Like diabetes, asthma is a disease marked by chronic inflammation. The inflammation associated with asthma has been predominantly illustrated in the airways, however, studies have shown that induced bronchoconstriction and asthma do illicit a systemic response with elevations in CRP thought to be mediated by IL-1, IL-6, and TNF-a via activated macrophages.8,9 In addition, CCL2 contributes to airway hyper-reactivity and cell migration, and thiazolidinedione has been shown to inhibit the IL-1b and TNF-a induced expression of CCL2 in the lung.10 Finally, a recent study illustrated an IL-4 and IL-13 induction of Relm-b via STAT-6 in response to allergic asthma.11 The level of serum resistin in human asthmatics is currently unknown, and may represent an important systemic marker of inflammation in this disease. Relating levels of serum resistin with disease state in conjunction with measurements of serum CRP and glucose would be an important aspect of further understanding the potential systemic inflammatory implications of asthma. In addition, unpublished data on exhaled NO have shown a positive correlation with asthma that could be used to further strengthen evidence of systemic inflammation with airway inflammation.

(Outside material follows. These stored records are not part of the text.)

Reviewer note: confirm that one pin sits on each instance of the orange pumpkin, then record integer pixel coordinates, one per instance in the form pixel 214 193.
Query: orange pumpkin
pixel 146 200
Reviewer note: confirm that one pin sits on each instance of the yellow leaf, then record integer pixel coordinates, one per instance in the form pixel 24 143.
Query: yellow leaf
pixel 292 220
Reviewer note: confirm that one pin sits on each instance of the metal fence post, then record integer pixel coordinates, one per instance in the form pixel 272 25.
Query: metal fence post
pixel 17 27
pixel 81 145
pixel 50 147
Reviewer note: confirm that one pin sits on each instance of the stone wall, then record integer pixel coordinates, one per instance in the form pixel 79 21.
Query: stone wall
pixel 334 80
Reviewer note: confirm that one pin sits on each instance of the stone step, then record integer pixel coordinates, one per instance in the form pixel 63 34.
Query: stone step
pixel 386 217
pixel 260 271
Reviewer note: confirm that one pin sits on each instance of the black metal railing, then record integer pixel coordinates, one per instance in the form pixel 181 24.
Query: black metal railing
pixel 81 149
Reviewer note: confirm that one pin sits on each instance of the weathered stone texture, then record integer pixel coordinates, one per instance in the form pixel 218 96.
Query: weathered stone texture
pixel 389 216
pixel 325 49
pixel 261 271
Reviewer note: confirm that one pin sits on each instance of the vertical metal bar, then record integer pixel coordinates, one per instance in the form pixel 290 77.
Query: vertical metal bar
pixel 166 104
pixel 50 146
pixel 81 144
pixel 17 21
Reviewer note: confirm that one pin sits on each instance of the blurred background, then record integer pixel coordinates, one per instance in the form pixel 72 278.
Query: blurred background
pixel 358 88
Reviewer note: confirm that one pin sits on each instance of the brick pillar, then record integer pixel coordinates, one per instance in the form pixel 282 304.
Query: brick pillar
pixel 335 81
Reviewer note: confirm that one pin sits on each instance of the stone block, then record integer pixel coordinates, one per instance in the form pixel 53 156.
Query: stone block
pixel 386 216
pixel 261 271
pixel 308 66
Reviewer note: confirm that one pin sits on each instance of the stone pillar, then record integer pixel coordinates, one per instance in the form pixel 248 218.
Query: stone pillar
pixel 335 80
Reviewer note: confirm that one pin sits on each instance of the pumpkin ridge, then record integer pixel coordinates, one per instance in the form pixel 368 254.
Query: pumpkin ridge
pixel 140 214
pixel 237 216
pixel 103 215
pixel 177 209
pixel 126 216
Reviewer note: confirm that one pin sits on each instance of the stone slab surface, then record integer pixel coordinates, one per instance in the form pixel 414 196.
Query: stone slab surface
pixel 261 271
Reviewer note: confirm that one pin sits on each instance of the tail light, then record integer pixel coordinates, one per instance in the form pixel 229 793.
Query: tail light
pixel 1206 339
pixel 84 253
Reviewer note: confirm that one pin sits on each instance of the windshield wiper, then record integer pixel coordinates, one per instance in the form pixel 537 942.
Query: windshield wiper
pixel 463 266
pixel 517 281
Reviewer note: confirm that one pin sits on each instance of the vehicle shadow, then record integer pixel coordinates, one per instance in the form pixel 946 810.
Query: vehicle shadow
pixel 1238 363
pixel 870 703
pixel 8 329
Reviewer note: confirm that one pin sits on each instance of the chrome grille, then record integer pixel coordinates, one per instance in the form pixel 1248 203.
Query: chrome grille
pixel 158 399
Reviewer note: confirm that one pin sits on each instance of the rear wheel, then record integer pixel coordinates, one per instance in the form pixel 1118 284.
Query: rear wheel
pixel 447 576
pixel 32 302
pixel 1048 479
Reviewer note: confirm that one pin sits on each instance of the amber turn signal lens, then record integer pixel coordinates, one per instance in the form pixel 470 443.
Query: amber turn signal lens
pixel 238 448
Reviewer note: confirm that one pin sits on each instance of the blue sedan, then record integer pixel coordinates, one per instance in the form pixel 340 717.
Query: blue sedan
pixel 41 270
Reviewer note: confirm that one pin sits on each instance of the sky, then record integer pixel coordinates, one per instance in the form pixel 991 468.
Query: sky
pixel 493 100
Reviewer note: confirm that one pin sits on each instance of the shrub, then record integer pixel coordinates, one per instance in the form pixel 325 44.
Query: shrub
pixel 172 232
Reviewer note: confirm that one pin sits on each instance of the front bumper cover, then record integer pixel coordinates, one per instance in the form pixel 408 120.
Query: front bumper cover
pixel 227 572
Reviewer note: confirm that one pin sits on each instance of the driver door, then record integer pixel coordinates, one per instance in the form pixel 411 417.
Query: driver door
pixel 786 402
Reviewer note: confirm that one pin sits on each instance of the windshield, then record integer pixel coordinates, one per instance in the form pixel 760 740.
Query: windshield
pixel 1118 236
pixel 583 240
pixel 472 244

• Study Type: Observational
• Enrollment (Actual): 44

Contacts and Locations

Study Locations

• United States
  • Texas
    • San Antonio, Texas, United States, 78236
      • Wilford Hall Medical Center

Participation Criteria

Eligibility Criteria

• Ages Eligible for Study: 18 years to 65 years (Adult, Older Adult)
• Accepts Healthy Volunteers: No
• Genders Eligible for Study: All

• Sampling Method: Probability Sample

Study Population

Patients enrolled to Wilford Hall Medical Center meeting the above eligibility criteria.

Description

Inclusion Criteria:

• Inclusion criteria for the asthmatic group will consist of the following: (a) male or non-pregnant female, (b) 18-65 years of age, (c) asthma defined as moderate or severe persistent by NHLBI guidelines, and characterized by at least daily symptoms, night symptoms at least once weekly, and a FEV1 between 60-80% of predicted. Newly diagnosed asthmatics, poorly controlled asthmatics, and hospitalized patients with asthma flares may also be considered in separate arms of this study.
• Inclusion criteria for the control group will consist of the following: (a) male or non-pregnant female, (b) 18-65 years of age.

Exclusion Criteria:

• Exlusion criteria for the asthmatic group will consist of the following: (a) current use of oral steroids or statins, (b) any serious concurrent disease process such as, but not limited to diabetes, coronary artery disease, or vasculitis, that would have effects on levels of systemic inflammation.
• Exclusion criteria for the control group will consist of the following: (a) current use of oral steroids or statins, (b) prior diagnosis of asthma, or clinical symptoms consistent with asthma or reactive airway disease, (c) any serious concurrent disease process such as, but not limited to diabetes, coronary artery disease, or vasculitis, that would have effects on levels of systemic inflammation.

Study Plan

How is the study designed?

Design Details

• Observational Models: Case-Only
• Time Perspectives: Prospective

Number of groups / cohorts

2

Cohorts and Interventions

Group / Cohort
Control; Subjects between the ages of 18 and 65 without a diagnosis of asthma or other inflammatory disease were enrolled from the patient population at Wilford Hall Medical Center. Subjects underwent a single blood draw and spirometer.
Mild to Moderate Asthma; Subjects between the ages of 18 and 65, who were previously diagnosed with moderate to severe persistent asthma as defined by the National Asthma Education and Prevention Program (NAEPP), were enrolled from the Allergy and Immunology clinic at Wilford Hall Medical Center. Subjects on inhaled corticosteroids or other controller medications were allowed in the study, but subjects on oral corticosteroids were excluded. Subjects underwent a single blood draw and spirometer.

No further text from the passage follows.